There is also a competitive angle. As coding assistant tools move toward coding agent behavior, and as workplace automation platforms adopt stronger orchestration claims, language itself becomes part of positioning. Buyers will need to separate systems that can genuinely execute multi-step work from those that mostly wrap prompts around existing software.
First, watch whether major AI vendors and enterprise software companies converge on narrower definitions for AI agents and related automation terms.
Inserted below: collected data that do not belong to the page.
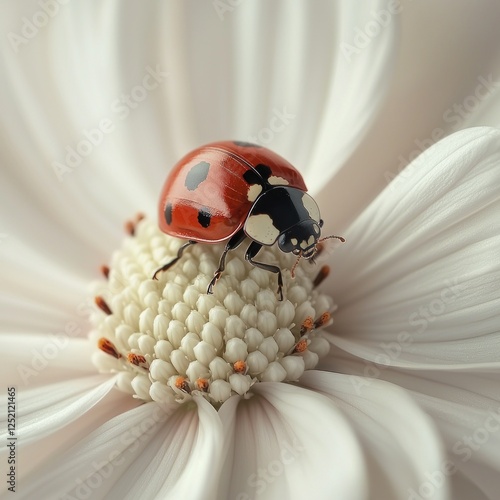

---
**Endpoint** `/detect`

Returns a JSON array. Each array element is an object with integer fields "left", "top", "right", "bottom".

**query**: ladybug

[{"left": 153, "top": 141, "right": 344, "bottom": 300}]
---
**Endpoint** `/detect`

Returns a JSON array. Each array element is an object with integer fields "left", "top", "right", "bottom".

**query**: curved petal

[
  {"left": 316, "top": 1, "right": 500, "bottom": 230},
  {"left": 218, "top": 382, "right": 366, "bottom": 500},
  {"left": 0, "top": 3, "right": 157, "bottom": 271},
  {"left": 128, "top": 397, "right": 223, "bottom": 500},
  {"left": 326, "top": 127, "right": 500, "bottom": 369},
  {"left": 294, "top": 0, "right": 399, "bottom": 192},
  {"left": 327, "top": 351, "right": 500, "bottom": 500},
  {"left": 384, "top": 371, "right": 500, "bottom": 498},
  {"left": 16, "top": 399, "right": 223, "bottom": 500},
  {"left": 0, "top": 388, "right": 139, "bottom": 497},
  {"left": 299, "top": 370, "right": 449, "bottom": 500},
  {"left": 0, "top": 375, "right": 116, "bottom": 449}
]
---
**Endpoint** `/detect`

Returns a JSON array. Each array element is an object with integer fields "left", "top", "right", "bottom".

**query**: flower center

[{"left": 90, "top": 215, "right": 335, "bottom": 407}]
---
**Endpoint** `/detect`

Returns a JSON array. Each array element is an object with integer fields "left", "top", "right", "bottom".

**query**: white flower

[{"left": 2, "top": 2, "right": 500, "bottom": 500}]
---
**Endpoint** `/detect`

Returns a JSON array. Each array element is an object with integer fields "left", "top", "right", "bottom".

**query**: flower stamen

[
  {"left": 97, "top": 337, "right": 121, "bottom": 358},
  {"left": 100, "top": 265, "right": 110, "bottom": 279},
  {"left": 196, "top": 378, "right": 209, "bottom": 392},
  {"left": 127, "top": 353, "right": 148, "bottom": 368},
  {"left": 175, "top": 376, "right": 191, "bottom": 393},
  {"left": 124, "top": 212, "right": 145, "bottom": 236},
  {"left": 313, "top": 265, "right": 330, "bottom": 288},
  {"left": 300, "top": 316, "right": 314, "bottom": 335},
  {"left": 292, "top": 339, "right": 309, "bottom": 354},
  {"left": 95, "top": 296, "right": 112, "bottom": 315},
  {"left": 314, "top": 311, "right": 331, "bottom": 329},
  {"left": 233, "top": 360, "right": 247, "bottom": 374}
]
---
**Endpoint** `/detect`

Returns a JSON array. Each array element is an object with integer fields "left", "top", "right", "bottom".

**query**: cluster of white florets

[{"left": 90, "top": 216, "right": 335, "bottom": 407}]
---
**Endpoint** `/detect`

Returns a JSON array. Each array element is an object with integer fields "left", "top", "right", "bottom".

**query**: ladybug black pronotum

[{"left": 153, "top": 141, "right": 344, "bottom": 300}]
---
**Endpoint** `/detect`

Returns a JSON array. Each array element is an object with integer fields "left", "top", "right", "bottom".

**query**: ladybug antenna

[
  {"left": 319, "top": 235, "right": 346, "bottom": 244},
  {"left": 291, "top": 253, "right": 302, "bottom": 278},
  {"left": 311, "top": 235, "right": 345, "bottom": 264}
]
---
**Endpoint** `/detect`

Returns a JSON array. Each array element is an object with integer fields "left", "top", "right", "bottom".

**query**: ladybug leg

[
  {"left": 207, "top": 230, "right": 247, "bottom": 294},
  {"left": 152, "top": 240, "right": 197, "bottom": 280},
  {"left": 245, "top": 241, "right": 284, "bottom": 301}
]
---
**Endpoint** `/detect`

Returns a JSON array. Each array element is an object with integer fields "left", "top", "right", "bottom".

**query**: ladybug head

[{"left": 277, "top": 220, "right": 322, "bottom": 260}]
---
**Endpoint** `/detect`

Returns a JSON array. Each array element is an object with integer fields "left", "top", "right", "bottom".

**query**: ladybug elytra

[{"left": 153, "top": 141, "right": 344, "bottom": 300}]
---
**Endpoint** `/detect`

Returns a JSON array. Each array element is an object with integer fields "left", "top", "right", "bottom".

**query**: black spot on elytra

[
  {"left": 197, "top": 207, "right": 212, "bottom": 228},
  {"left": 165, "top": 202, "right": 173, "bottom": 225},
  {"left": 185, "top": 161, "right": 210, "bottom": 191},
  {"left": 255, "top": 164, "right": 272, "bottom": 180},
  {"left": 233, "top": 141, "right": 262, "bottom": 148},
  {"left": 243, "top": 164, "right": 272, "bottom": 187}
]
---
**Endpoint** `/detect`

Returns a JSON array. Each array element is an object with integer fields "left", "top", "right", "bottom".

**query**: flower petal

[
  {"left": 299, "top": 370, "right": 449, "bottom": 500},
  {"left": 1, "top": 335, "right": 96, "bottom": 388},
  {"left": 410, "top": 383, "right": 500, "bottom": 497},
  {"left": 0, "top": 236, "right": 88, "bottom": 323},
  {"left": 327, "top": 127, "right": 500, "bottom": 368},
  {"left": 17, "top": 398, "right": 223, "bottom": 500},
  {"left": 329, "top": 350, "right": 500, "bottom": 499},
  {"left": 304, "top": 0, "right": 398, "bottom": 192},
  {"left": 0, "top": 388, "right": 139, "bottom": 496},
  {"left": 0, "top": 375, "right": 115, "bottom": 449},
  {"left": 316, "top": 2, "right": 500, "bottom": 230},
  {"left": 218, "top": 382, "right": 366, "bottom": 500}
]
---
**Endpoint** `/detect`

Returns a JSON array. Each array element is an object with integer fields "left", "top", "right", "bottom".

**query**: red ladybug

[{"left": 154, "top": 141, "right": 344, "bottom": 300}]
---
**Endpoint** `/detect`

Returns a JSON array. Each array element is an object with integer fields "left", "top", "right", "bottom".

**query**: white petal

[
  {"left": 316, "top": 2, "right": 500, "bottom": 230},
  {"left": 327, "top": 127, "right": 500, "bottom": 368},
  {"left": 305, "top": 0, "right": 399, "bottom": 192},
  {"left": 0, "top": 375, "right": 116, "bottom": 448},
  {"left": 0, "top": 237, "right": 88, "bottom": 327},
  {"left": 0, "top": 4, "right": 155, "bottom": 261},
  {"left": 300, "top": 371, "right": 450, "bottom": 500},
  {"left": 1, "top": 334, "right": 95, "bottom": 388},
  {"left": 0, "top": 388, "right": 139, "bottom": 494},
  {"left": 17, "top": 398, "right": 223, "bottom": 500},
  {"left": 328, "top": 350, "right": 500, "bottom": 498},
  {"left": 213, "top": 0, "right": 399, "bottom": 192},
  {"left": 218, "top": 382, "right": 366, "bottom": 500},
  {"left": 0, "top": 292, "right": 78, "bottom": 335}
]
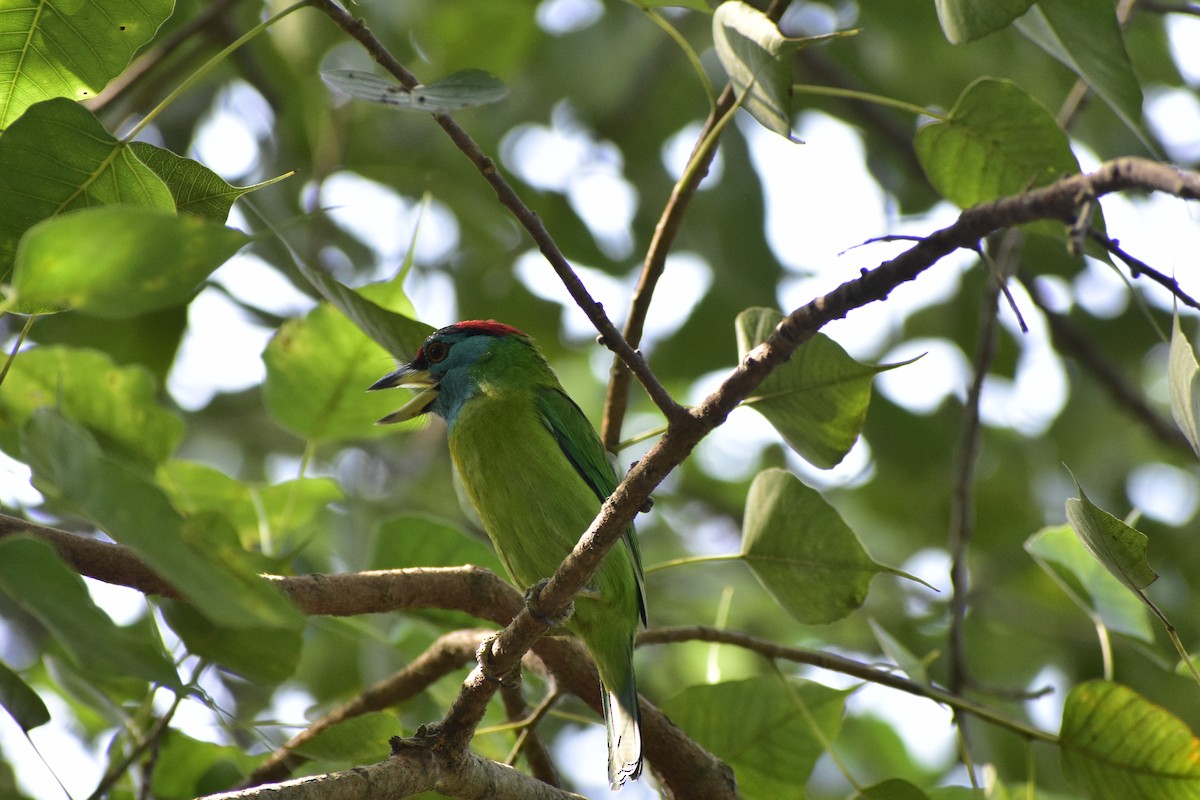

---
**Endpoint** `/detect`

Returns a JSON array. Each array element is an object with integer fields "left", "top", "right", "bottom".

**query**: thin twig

[
  {"left": 1021, "top": 274, "right": 1191, "bottom": 450},
  {"left": 638, "top": 626, "right": 1057, "bottom": 743},
  {"left": 500, "top": 682, "right": 560, "bottom": 786},
  {"left": 1088, "top": 229, "right": 1200, "bottom": 310},
  {"left": 239, "top": 628, "right": 492, "bottom": 788},
  {"left": 600, "top": 0, "right": 794, "bottom": 449},
  {"left": 947, "top": 252, "right": 1003, "bottom": 741}
]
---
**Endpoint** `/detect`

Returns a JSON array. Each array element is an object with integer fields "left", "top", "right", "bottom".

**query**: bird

[{"left": 370, "top": 320, "right": 646, "bottom": 789}]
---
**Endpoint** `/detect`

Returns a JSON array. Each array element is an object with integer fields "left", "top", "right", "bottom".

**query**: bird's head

[{"left": 369, "top": 320, "right": 528, "bottom": 424}]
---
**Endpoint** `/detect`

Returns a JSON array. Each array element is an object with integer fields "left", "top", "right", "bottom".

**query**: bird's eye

[{"left": 425, "top": 341, "right": 450, "bottom": 363}]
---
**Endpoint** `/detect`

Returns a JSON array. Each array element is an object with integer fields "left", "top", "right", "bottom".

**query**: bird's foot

[
  {"left": 524, "top": 579, "right": 574, "bottom": 627},
  {"left": 476, "top": 634, "right": 521, "bottom": 688}
]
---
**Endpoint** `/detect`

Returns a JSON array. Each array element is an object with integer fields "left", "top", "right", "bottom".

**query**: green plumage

[{"left": 371, "top": 321, "right": 645, "bottom": 789}]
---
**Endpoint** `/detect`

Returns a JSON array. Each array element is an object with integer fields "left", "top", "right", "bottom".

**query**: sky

[{"left": 3, "top": 4, "right": 1200, "bottom": 799}]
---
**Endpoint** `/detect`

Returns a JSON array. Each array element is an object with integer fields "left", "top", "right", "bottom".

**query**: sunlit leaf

[
  {"left": 934, "top": 0, "right": 1033, "bottom": 43},
  {"left": 290, "top": 712, "right": 405, "bottom": 762},
  {"left": 1015, "top": 0, "right": 1144, "bottom": 139},
  {"left": 1061, "top": 681, "right": 1200, "bottom": 799},
  {"left": 0, "top": 98, "right": 174, "bottom": 271},
  {"left": 264, "top": 302, "right": 427, "bottom": 441},
  {"left": 915, "top": 78, "right": 1079, "bottom": 209},
  {"left": 0, "top": 658, "right": 50, "bottom": 732},
  {"left": 287, "top": 251, "right": 433, "bottom": 362},
  {"left": 736, "top": 307, "right": 903, "bottom": 469},
  {"left": 742, "top": 468, "right": 896, "bottom": 624},
  {"left": 0, "top": 0, "right": 172, "bottom": 128},
  {"left": 1169, "top": 312, "right": 1200, "bottom": 459},
  {"left": 1064, "top": 476, "right": 1157, "bottom": 595},
  {"left": 158, "top": 460, "right": 341, "bottom": 552},
  {"left": 323, "top": 69, "right": 508, "bottom": 113},
  {"left": 0, "top": 537, "right": 178, "bottom": 686},
  {"left": 0, "top": 345, "right": 183, "bottom": 463},
  {"left": 1025, "top": 525, "right": 1153, "bottom": 643},
  {"left": 12, "top": 207, "right": 249, "bottom": 317},
  {"left": 662, "top": 676, "right": 849, "bottom": 796},
  {"left": 20, "top": 409, "right": 302, "bottom": 631},
  {"left": 713, "top": 1, "right": 856, "bottom": 140},
  {"left": 129, "top": 142, "right": 291, "bottom": 223}
]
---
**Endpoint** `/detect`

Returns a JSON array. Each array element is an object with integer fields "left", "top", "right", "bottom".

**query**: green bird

[{"left": 371, "top": 320, "right": 646, "bottom": 789}]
Standardization could emerge through product documentation, procurement requirements, or security frameworks rather than academic consensus.
Second, watch how media outlets, analysts, and vendors handle AGI. As long as OpenAI and Google DeepMind use different framings, the term will continue to create more heat than clarity in business discussions.
Third, watch whether glossary terms like hallucination, distillation, fine-tuning, and chain-of-thought reasoning become part of routine enterprise RFP language. That would be a stronger sign that AI vocabulary is moving from specialist circles into mainstream procurement.
Finally, expect living references like this to expand. If the market keeps splintering into ever more specialized products, categories such as coding assistant, workplace automation, and enterprise AI will likely need their own sub-glossaries.
The TechCrunch glossary is a useful reminder that one of AI’s bottlenecks is no longer just model capability. It is shared understanding. The industry has raced ahead with products, demos, and claims, but the vocabulary around those systems is still unstable enough to distort comparisons and expectations.
For founders and product teams, that creates both risk and opportunity. Loose language can make a product sound more capable than it is, at least temporarily. But in enterprise AI, imprecise terminology usually catches up with deployment. The more autonomous a system is said to be, the more buyers will ask about controls, failure modes, and human review. In that sense, a glossary is not peripheral content. It is part of the market’s maturing stack.